Transformado el golpe militar en guerra civil, el bando nacional -a
diferencia del republicano- comprendió, con mucha lucidez militar, la
necesidad de un mando único para conducir de forma eficaz aquella
matanza. También la Alemania nazi y la Italia fascista exigían un
interlocutor concreto, un nombre, un rostro con quien negociar apoyo
financiero, diplomático y militar. Y su favorito de toda la vida era el
general Franco.
Ante esa evidencia, la junta rebelde acabó cediendo a
éste los poderes, que se vieron reforzados -aquel espadón gallego y
bajito era un tipo con suerte- porque los generales Sanjurjo y Mola
palmaron en sendos accidentes de aviación. Y cuando las tropas
nacionales fracasaron en su intento de tomar Madrid, y la cosa tomó
derroteros de guerra larga, el flamante jefe supremo decidió actuar con
minuciosa y criminal calma, sin prisas, afianzando de forma contundente
las zonas conquistadas, sin importarle un carajo la pérdida de vidas
humanas propias o ajenas. La victoria final podía esperar, pues mientras
tanto había otras teclas importantes que ir tocando: asegurar su poder y
afianzar la retaguardia.
Así, mientras la parte bélica del que ya se
llamaba Alzamiento Nacional discurría por cauces lentos pero seguros, el
ahora Caudillo de la nueva España se puso a la tarea de concentrar
poderes y convertirla en Una, Grande y Libre -eso decía él-, aunque
entendidos los tres conceptos muy a su manera. A su peculiar estilo.
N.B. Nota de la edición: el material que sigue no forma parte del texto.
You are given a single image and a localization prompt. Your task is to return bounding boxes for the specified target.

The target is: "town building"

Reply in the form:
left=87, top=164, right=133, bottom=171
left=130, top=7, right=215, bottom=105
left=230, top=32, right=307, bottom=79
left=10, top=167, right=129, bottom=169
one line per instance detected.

Apoyado, naturalmente, por todos los portadores de botijo, oportunistas y
sinvergüenzas que en estos casos, sin distinción de bandos o
ideologías, suelen acudir en socorro del vencedor preguntando qué hay de
lo mío.
A esas alturas, la hipócrita política de no intervención de las
democracias occidentales, que habían decidido lavarse las manos en la
pajarraca hispana, beneficiaba al bando nacional más que a la República.
De modo que, conduciendo sin prisas una guerra metódica cuya duración
lo beneficiaba, remojado por el clero entusiasta en agua bendita,
obedecido por los militares, acogotando a los requetés y falangistas que
pretendían ir por libre y sustituyéndolos por chupacirios acojonados y
sumisos, reuniendo en su mano todos los poderes imaginables, el astuto,
taimado e impasible general Franco (ya nadie tenía huevos de llamarlo
Franquito, como cuando era comandante del Tercio en Marruecos) se elevó a
sí mismo a la máxima magistratura como dictador del nuevo Estado
nacional.
Con el jefe de la Falange, José Antonio, recién fusilado por
los rojos -otro golpe de suerte-, los requetés carlistas bajo control y
las tropas dirigidas por generales que le eran por completo leales -a
los que no, los quitaba de en medio con mucha astucia-, Franco puso en
marcha, paralela a la acción militar, una implacable política de
fascio-militarización nacional basada en dos puntos clave: unidad de la
patria amenazada por las hordas marxistas y defensa de la fé (entonces fé
aún se escribía con acento) católica, apostólica y romana.
Todas las
reformas que con tanto esfuerzo y salivilla había logrado poner en
marcha la República se fueron, por supuesto, al carajo. La represión fue
durísima: palo y tentetieso. Hubo pena de muerte para cualquier clase
de actividad huelguista u opositora, se ilegalizaron los partidos y se
prohibió toda actividad sindical, dejando indefensos a obreros y
campesinos. Las tierras ocupadas se devolvieron a los antiguos
propietarios y las fábricas a manos de los patronos. En lo social y
doméstico «se entregó de nuevo al clero católico -son palabras del historiador Enrique Moradiellos- el control de las costumbres civiles y de la vida educativa y cultural».
Casi todos los maestros -unos 52.000- fueron vigilados, expedientados,
expulsados, encarcelados o fusilados. Volvieron a separarse niños y
niñas en las escuelas, pues aquello se consideraba «un crimen ministerial contra las mujeres decentes»,
se suprimió el divorcio -imaginen el desparrame-, las festividades
católicas se hicieron oficiales y la censura eclesiástica empezó a
controlarlo todo. Los niños alzaban el brazo en las escuelas; los
futbolistas, toreros y el público, en estadios, plazas de toros y cines;
y hasta los obispos lo hacían -ver esas fotos da vergüenza- al sacar al
Caudillo bajo palio después de misa, mientras las cárceles se llenaban
de presos, los piquetes de ejecución curraban a destajo y las mujeres,
devueltas a su noble condición de compañeras sumisas, católicas esposas y
madres, se veían privadas de todos los importantes progresos sociales y
políticos que habían conseguido durante la República.